Earlier in July, he spent quite a bit of time napping in the shady Katsura tree in front of the house …
… allowing mom and dad a few precious moments to themselves …
Each parent gets to choose their own self care priority.
Spa treatment … meditation … each follows their own bliss.
I’ve realized that there are few things more peaceful than watching a sleeping bird, riding the gentle waves of the wind-wafted branches and dreaming bird dreams.
These photos were all taken earlier in July, before we went away for a short holiday.
You can see that. his beak was still that bright “feed me” pink, but the eyes had already faded from the bright blue of the first few weeks to a rather lovely soft grey. Marvin and Mavis were still mostly feeding him via “direct deposit” before we left, but also starting to encourage him to pick up his own food.

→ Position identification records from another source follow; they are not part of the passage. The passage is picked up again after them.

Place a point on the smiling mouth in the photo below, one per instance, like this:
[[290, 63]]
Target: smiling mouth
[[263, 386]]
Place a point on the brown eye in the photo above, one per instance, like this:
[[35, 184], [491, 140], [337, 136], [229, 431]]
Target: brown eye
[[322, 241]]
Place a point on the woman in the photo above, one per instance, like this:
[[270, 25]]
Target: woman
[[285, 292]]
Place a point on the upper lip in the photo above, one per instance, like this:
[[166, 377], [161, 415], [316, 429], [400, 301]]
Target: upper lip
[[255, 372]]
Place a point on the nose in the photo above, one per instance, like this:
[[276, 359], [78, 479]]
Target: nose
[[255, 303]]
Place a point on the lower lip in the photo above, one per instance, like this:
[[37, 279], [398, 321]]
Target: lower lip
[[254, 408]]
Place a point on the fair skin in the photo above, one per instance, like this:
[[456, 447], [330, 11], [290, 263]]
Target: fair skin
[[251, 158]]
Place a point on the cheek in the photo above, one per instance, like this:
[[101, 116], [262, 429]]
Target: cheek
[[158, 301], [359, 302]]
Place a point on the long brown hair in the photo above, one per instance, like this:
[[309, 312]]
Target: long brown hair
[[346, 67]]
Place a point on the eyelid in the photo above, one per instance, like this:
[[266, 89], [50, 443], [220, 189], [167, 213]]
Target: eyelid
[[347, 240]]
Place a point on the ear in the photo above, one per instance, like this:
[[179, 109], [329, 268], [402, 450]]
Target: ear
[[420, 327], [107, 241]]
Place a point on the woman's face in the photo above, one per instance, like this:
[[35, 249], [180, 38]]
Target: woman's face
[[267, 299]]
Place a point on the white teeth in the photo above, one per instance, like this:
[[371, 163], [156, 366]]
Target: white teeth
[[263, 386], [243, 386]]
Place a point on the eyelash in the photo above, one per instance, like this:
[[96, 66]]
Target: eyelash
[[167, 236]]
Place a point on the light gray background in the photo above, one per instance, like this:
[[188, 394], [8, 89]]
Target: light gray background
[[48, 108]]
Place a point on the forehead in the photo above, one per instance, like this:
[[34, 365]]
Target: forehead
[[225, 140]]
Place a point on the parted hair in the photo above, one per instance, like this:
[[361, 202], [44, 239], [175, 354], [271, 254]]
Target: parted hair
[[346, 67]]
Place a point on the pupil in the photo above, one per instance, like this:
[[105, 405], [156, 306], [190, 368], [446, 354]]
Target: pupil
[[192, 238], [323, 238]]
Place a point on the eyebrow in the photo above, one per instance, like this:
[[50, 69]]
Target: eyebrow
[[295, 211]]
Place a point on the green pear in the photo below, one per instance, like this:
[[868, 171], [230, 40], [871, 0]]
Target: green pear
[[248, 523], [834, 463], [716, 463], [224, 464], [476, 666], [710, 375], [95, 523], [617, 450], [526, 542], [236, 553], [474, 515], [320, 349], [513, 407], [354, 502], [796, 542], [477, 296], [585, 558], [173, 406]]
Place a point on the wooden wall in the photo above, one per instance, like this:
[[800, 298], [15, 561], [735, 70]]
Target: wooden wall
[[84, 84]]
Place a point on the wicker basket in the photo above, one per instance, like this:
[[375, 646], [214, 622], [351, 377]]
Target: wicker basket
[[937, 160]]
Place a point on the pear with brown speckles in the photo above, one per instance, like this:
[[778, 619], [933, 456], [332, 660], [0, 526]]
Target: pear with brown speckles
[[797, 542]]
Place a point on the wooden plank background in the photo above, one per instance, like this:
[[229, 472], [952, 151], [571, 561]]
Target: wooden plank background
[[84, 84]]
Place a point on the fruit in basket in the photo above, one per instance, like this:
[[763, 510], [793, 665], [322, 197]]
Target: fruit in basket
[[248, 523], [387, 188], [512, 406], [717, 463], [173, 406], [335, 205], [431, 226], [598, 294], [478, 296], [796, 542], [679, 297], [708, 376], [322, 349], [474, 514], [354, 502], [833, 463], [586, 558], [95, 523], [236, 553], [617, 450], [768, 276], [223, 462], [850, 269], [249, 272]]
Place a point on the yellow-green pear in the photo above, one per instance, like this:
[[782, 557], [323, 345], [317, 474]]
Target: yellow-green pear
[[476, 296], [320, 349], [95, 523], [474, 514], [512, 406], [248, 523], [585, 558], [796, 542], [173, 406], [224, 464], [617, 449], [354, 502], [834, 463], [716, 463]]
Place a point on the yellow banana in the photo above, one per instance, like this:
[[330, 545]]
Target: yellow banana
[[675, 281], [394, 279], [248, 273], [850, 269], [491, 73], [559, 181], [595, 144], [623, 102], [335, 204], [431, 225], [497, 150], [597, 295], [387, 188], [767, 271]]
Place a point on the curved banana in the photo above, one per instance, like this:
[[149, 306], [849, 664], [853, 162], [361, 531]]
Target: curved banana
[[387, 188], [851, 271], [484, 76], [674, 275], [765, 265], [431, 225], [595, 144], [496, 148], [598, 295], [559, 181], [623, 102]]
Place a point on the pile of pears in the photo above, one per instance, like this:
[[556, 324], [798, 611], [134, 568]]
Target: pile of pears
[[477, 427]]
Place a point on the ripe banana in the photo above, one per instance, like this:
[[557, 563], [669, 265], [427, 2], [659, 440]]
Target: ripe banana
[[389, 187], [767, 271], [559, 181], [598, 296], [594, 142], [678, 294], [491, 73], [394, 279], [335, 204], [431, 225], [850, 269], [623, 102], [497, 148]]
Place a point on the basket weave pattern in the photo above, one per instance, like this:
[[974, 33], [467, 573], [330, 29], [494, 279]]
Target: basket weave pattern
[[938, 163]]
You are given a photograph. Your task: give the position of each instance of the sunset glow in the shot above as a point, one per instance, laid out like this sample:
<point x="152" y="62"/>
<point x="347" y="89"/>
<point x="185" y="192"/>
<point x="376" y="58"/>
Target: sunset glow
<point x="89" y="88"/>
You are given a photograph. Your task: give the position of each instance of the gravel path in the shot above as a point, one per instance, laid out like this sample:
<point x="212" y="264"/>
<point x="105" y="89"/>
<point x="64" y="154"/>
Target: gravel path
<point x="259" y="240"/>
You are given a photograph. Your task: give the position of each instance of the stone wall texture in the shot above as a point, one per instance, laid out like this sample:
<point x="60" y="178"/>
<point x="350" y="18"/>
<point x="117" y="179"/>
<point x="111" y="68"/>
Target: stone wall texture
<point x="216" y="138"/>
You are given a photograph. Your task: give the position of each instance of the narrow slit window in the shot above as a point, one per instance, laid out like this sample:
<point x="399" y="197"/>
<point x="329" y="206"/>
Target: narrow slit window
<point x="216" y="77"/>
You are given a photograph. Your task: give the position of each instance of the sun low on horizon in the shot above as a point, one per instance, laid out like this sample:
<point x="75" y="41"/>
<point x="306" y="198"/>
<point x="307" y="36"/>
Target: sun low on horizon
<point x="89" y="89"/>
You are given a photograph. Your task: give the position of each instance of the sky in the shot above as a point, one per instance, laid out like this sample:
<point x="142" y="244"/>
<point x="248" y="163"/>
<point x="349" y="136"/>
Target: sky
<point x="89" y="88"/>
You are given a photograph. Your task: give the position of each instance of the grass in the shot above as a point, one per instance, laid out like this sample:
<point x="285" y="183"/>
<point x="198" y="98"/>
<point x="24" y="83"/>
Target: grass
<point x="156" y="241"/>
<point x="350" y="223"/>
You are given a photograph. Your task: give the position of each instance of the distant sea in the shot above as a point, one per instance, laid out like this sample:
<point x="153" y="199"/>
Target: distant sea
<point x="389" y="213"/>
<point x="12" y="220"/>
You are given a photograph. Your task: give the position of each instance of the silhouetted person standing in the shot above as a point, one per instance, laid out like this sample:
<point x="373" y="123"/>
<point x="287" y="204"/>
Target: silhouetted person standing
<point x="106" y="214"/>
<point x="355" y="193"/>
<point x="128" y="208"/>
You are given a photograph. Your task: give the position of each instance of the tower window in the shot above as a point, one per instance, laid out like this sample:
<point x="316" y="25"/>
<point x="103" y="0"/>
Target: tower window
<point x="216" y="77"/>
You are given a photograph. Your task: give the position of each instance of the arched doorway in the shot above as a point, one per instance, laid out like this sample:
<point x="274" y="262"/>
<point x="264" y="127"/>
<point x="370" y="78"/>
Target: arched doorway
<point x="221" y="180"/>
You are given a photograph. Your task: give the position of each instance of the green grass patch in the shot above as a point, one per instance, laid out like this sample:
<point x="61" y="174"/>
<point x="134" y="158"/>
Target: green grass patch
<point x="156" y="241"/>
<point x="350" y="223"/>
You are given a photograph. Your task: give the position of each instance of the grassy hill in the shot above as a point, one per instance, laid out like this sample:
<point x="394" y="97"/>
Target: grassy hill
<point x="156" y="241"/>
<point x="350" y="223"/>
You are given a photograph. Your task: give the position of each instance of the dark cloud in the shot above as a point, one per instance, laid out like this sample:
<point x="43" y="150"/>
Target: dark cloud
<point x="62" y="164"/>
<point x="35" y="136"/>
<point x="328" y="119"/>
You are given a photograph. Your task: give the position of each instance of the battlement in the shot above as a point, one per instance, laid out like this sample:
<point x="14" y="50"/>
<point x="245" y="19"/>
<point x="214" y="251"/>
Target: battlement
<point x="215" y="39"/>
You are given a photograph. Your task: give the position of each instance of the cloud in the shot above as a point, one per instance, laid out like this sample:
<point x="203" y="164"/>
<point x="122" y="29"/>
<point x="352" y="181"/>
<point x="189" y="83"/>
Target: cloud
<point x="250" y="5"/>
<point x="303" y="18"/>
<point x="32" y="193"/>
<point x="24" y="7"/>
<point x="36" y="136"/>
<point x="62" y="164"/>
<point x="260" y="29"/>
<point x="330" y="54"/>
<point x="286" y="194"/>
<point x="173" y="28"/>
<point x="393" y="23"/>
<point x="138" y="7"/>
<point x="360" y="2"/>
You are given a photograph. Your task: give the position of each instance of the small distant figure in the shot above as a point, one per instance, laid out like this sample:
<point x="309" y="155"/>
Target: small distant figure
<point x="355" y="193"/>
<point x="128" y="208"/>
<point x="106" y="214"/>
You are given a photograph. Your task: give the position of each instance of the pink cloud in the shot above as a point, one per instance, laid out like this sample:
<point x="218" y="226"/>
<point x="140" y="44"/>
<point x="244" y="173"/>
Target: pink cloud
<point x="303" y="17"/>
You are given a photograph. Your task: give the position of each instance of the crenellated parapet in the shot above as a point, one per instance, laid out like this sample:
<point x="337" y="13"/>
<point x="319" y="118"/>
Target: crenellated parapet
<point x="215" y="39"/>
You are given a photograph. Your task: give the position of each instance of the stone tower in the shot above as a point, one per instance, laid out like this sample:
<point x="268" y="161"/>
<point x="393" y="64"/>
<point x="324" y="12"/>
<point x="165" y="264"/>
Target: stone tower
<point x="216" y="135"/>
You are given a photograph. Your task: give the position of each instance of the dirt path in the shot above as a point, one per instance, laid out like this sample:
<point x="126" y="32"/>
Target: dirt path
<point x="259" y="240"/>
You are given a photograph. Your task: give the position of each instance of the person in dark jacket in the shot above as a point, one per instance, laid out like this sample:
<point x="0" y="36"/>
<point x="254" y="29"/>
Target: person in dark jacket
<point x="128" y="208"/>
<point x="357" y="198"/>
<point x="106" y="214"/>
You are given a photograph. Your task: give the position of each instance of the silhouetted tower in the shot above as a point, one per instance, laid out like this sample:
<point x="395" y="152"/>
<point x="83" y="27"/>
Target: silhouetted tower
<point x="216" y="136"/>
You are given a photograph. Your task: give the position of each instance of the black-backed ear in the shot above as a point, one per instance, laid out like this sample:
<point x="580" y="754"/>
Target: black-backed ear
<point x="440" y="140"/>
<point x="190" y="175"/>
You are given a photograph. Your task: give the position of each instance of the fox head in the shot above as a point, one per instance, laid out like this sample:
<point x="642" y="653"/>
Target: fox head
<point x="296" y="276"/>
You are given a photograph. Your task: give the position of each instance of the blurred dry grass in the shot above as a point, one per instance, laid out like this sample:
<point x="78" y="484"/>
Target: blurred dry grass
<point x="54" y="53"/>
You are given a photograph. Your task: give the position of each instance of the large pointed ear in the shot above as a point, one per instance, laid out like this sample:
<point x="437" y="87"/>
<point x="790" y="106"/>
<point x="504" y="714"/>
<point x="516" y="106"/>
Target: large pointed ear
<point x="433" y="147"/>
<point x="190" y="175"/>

By the time we came back from our ten day holiday, my first concern was whether Lucky was still with us. I was very happy to hear him squawking from a distance on our first morning back. Phew.
Seeing the family together, I note that Marvin and Mavis are getting incrementally more determined to have him get his own food. While his beak looks less dramatically pink when closed, you can see in the photo below how it still lights up like a beacon when he adopts the “feed me, feed me” pose and the sun catches it.
The begging still works some of the time, but mom and dad are getting a little less indulgent every day.
This morning I noticed Lucky hounding Mavis to bring her some peanuts from our deck railing, a few feet from where they both were. Mavis was having none of this.
If all goes well, Lucky will be pretty independent by September and ready to either stick around with mom and dad until next year to help with nesting chores, or take off on his (or her) own to make their own (exciting, risky) crow way in the city.
Either way, I feel almost as lucky as Marvin and Mavis to have had his entertaining company this summer.
And, by the way, Lucky is already quite capable of getting his own peanuts. For all the fuss this morning, here he was calmly collecting his own food just the day before. Like all skill acquisition, it’s one step forward and one step back, but there IS progress!